Astronomy Problem

Star D has a spectral calss of M2, and star E has a spectral class of B8. How many more times energy per unit surface area does one have over the other?

Originally posted by abejnood
Star D has a spectral calss of M2, and star E has a spectral class of B8. How many more times energy per unit surface area does one have over the other?

Well if the spectral class of m2 is PIx3 then that would make it 4x greater than the spectral class of
b8. So by multiplying the amount of energy per unit would be equal to the amount of the spectral class b8, but still less than the energy given off by, say, M2. The heat factor also comes into consideration which can lower the level of Star D SPECTRAL CLASS M2.

B8 has about 39 times more. This question was in this year's National Science Olympiad.

Originally posted by Balla88
B8 has about 39 times more. This question was in this year's National Science Olympiad.
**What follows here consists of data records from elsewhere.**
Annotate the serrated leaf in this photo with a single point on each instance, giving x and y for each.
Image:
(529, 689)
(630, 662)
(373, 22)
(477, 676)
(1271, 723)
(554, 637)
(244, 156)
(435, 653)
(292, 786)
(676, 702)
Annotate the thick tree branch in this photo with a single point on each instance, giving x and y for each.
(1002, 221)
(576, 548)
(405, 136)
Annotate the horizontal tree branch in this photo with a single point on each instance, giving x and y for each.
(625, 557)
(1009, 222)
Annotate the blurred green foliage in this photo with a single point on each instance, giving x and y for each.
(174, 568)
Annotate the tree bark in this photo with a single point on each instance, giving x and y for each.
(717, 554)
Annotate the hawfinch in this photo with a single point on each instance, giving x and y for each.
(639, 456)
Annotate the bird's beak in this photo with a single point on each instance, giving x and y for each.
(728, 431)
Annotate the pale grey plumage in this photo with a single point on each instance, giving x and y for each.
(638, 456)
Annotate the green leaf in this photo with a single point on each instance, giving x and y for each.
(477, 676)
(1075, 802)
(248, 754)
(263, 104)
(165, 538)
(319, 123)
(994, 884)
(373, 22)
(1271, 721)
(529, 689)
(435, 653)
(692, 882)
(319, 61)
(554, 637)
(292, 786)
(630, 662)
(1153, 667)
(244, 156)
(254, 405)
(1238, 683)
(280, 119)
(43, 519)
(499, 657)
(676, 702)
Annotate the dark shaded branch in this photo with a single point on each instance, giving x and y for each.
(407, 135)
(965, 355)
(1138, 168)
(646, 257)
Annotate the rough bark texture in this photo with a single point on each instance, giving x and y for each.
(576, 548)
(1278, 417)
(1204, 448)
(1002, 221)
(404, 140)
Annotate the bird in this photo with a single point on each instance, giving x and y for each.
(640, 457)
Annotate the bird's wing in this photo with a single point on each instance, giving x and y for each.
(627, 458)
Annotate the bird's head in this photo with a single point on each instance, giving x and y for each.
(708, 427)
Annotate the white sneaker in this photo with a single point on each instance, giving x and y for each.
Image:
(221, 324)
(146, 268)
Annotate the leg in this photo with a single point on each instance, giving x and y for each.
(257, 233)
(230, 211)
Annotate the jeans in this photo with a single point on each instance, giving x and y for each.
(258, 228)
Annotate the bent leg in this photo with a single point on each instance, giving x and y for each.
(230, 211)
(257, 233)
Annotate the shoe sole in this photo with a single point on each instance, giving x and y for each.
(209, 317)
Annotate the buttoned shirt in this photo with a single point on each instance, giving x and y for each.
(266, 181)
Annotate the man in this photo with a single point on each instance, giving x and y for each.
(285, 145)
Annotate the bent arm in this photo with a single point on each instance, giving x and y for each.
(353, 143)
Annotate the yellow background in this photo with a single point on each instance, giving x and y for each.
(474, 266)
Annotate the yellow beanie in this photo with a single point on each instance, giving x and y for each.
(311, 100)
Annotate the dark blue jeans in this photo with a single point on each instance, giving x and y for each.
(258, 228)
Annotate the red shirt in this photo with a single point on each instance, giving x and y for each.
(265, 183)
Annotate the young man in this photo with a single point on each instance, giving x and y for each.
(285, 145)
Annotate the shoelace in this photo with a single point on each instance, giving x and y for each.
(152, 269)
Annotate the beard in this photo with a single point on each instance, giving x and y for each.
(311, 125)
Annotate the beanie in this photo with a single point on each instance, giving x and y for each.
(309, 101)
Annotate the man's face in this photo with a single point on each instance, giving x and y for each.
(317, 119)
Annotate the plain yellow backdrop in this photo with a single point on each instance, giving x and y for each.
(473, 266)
No, it was in last years at University of Illinois at Urbana Champain. I don't care about the answer, i already knew it, I just want to know HOW they get 39? I can't figure it out. I got the other problems, just not that one.

That is where they held the National Science Olympiad.

EDIT: I didn't mean to say 2006.

Originally posted by abejnood
No, it was in last years at University of Illinois at Urbana Champain. I don't care about the answer, i already knew it, I just want to know HOW they get 39? I can't figure it out....

They probably just ask a brainy physicist like Mr. Trains for the answer. Barring that, they might calculate it based on some assumptions about the surface temperature, similar to....

http://en.wikipedia.org/wiki/Stefan-Boltzmann_law

Originally posted by leisurelysloth
They probably just ask a brainy physicist like Mr. Trains for the answer. Barring that, they might calculate it based on some assumptions about the surface temperature, similar to....

http://en.wikipedia.org/wiki/Stefan-Boltzmann_law

😏 Thank you. 😏

Originally posted by Trains44
😏 Thank you. 😏

So how do they come up with 39X? I did a quick look at spectral
types on goo gal but nothing popped up specifically, except the
old O B A F G K M (Oh Be A Fine Girl, Kiss Me) thing I learned in
8th grade.

Originally posted by Trains44
😏 Thank you. 😏

You're welcome.

Originally posted by sonhouse
So how do they come up with 39X? I did a quick look at spectral
types on goo gal but nothing popped up specifically, except the
old O B A F G K M (Oh Be A Fine Girl, Kiss Me) thing I learned in
8th grade.

Yeah, that's what's the problem with me, too. I can't figure out how they get 39. Why 39? Why not 42? I don't get it 😞

Originally posted by abejnood
Yeah, that's what's the problem with me, too. I can't figure out how they get 39. Why 39? Why not 42? I don't get it 😞

Not 42, thats the answer to EVERYTHING!🙂
Another thing about the 39 times, it seems a bit low since the two
stars are almost opposite sides of the classes, 25,000 deg.
or so on one side V 4000 ish deg C on the other?

Betelgeuse is a B8 star. Rigel is a M2 star.

Betelgeuse has a radius of 1.4 au and a luminosity between 40,000 and 100,000 solars.
Rigel has a radius of 65 au and a luminosity around 50,000 solars.

Therefore Betelgeuse has a surface area of 5.5 × 10^17 km^2 and Rigel has a surface area of 1.2 × 10^21 km^2.

Therefore I get 2.2 * 10^3 as the ratio of energy per unit surface area.

No idea how they got that answer.

Originally posted by XanthosNZ
Betelgeuse is a B8 star. Rigel is a M2 star.

Betelgeuse has a radius of 1.4 au and a luminosity between 40,000 and 100,000 solars.
Rigel has a radius of 65 au and a luminosity around 50,000 solars.

Therefore Betelgeuse has a surface area of 5.5 × 10^17 km^2 and Rigel has a surface area of 1.2 × 10^21 km^2.

Therefore I get 2.2 * 10^3 as the ratio of energy per unit surface area.

No idea how they got that answer.

I looked at the data for Rigel and it shows mass of 17 in units called
M with a square O subscript, could not find the exact meaning but I
suspect it means 17 times of Sol and the size at 60 "R" with the same
subscript. Which I suspect is 60 times the RADIUS if Sol which would
vastly change your numbers. I have heard of big stars, but 65 AU
would make it about 12 BILLION miles across, I think thats patently
impossible. So my guess is its 60 or 65 times 704,000 KM (radius of
sol) or 45 million Km, a more reasonable answer.